La question est légitime au vu de la proposition de loi déposée par l’élu des Hauts-de-Seine André Gattolin, qui pourrait aboutir à la disparition de la publicité au sein (et aux alentours) des programmes jeunesse de France Télévisions. Et précipiter dans la crise par un effet boule de neige la production française de dessins animés.
Longtemps considérée comme un havre de prospérité et de compétitivité, cette dernière avait déjà vu son ciel progressivement s’obscurcir : financement en recul de 30 M€ en 5 ans (217,3 M€ en 2011 ; 180,0 M€ en 2015) et diminution de 70 heures du nombre d’heures produites (de 355 à 285 heures) ; réduction de près de 450 heures par an du volume de diffusion sur les chaînes historiques (de 3 850 à 3 416), que les renégociations en cours des conventions de TF1 et M6 pourraient amplifier…
Ce contexte rend d’autant plus essentiel le partenariat de longue date qui lie l’animation à France Télévisions. En 2015, les 20 M€ investis par le groupe représentent plus de 60% des apports des chaînes de télévision gratuite. Et l’accord qu’il a signé au printemps 2014 avec le syndicat représentant les producteurs, le SPFA, garantit « 4000 heures de diffusion de productions françaises d’animation sur les chaînes du groupe, notamment sur France 4, contre 2100 heures dans l’accord précédent ».
Las. Les ardeurs publiphobes du sénateur Gattolin, si elles sont suivies par le Parlement, pourraient conduire France Télévisions à réviser drastiquement ces engagements : au terme de la proposition de loi n°656, « les programmes des (chaînes de France Télévisions) destinés prioritairement aux enfants de moins de douze ans ne (devraient pas comporter » de messages publicitaires autres que des messages génériques pour des biens ou services relatifs à la santé et au développement des enfants ou des campagnes d’intérêt général. Cette restriction (s’appliquerait) durant la diffusion de ces programmes ainsi que pendant un délai de quinze minutes avant et après cette diffusion (et également) à tous les messages diffusés sur les sites internet de (ces mêmes chaînes) qui proposent des programmes prioritairement destinés aux enfants de moins de douze ans ».

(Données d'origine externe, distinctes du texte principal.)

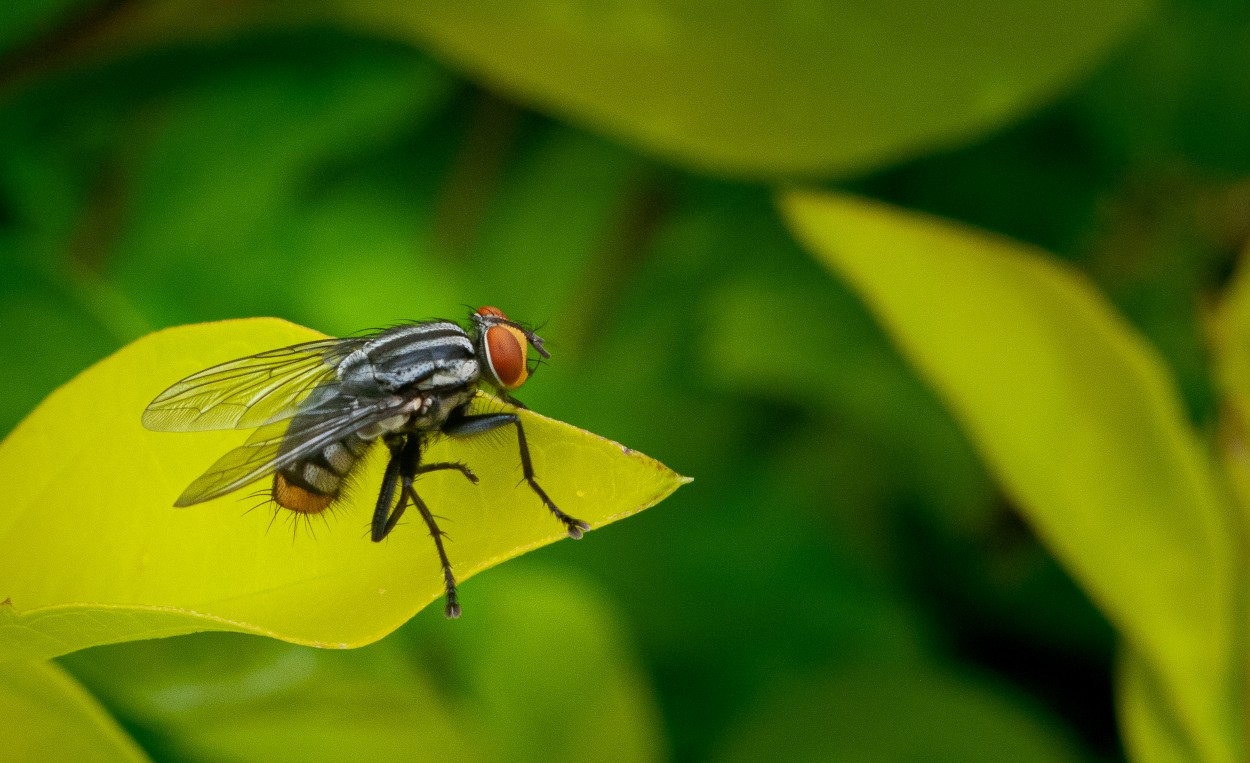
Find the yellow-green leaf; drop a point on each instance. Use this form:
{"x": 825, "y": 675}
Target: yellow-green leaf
{"x": 1079, "y": 420}
{"x": 95, "y": 553}
{"x": 1145, "y": 723}
{"x": 745, "y": 88}
{"x": 49, "y": 717}
{"x": 766, "y": 88}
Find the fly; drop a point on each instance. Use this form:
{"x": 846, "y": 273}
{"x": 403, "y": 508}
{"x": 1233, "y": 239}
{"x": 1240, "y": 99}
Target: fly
{"x": 319, "y": 407}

Le texte, s’il était adopté, pourrait priver France Télévisions d’une vingtaine de millions d’euro de chiffre d’affaires (sur un total de la publicité dans les programmes jeunesse estimé à 100 M€, toutes chaînes confondues). Les annonceurs pour lesquels cette cible est stratégique (les industriels du jouet notamment, sachant que trois quarts des dépenses sont réalisées à l’approche de Noël) n’auraient alors d’autre choix que de se reporter vers les chaînes privées – avec un encombrement des espaces qui ne manquerait sans doute pas de se répercuter sur les prix – ou vers les plateformes numériques.
Pas de quoi contribuer à rééquilibrer le partage de la valeur publicitaire entre ces dernières et les chaînes.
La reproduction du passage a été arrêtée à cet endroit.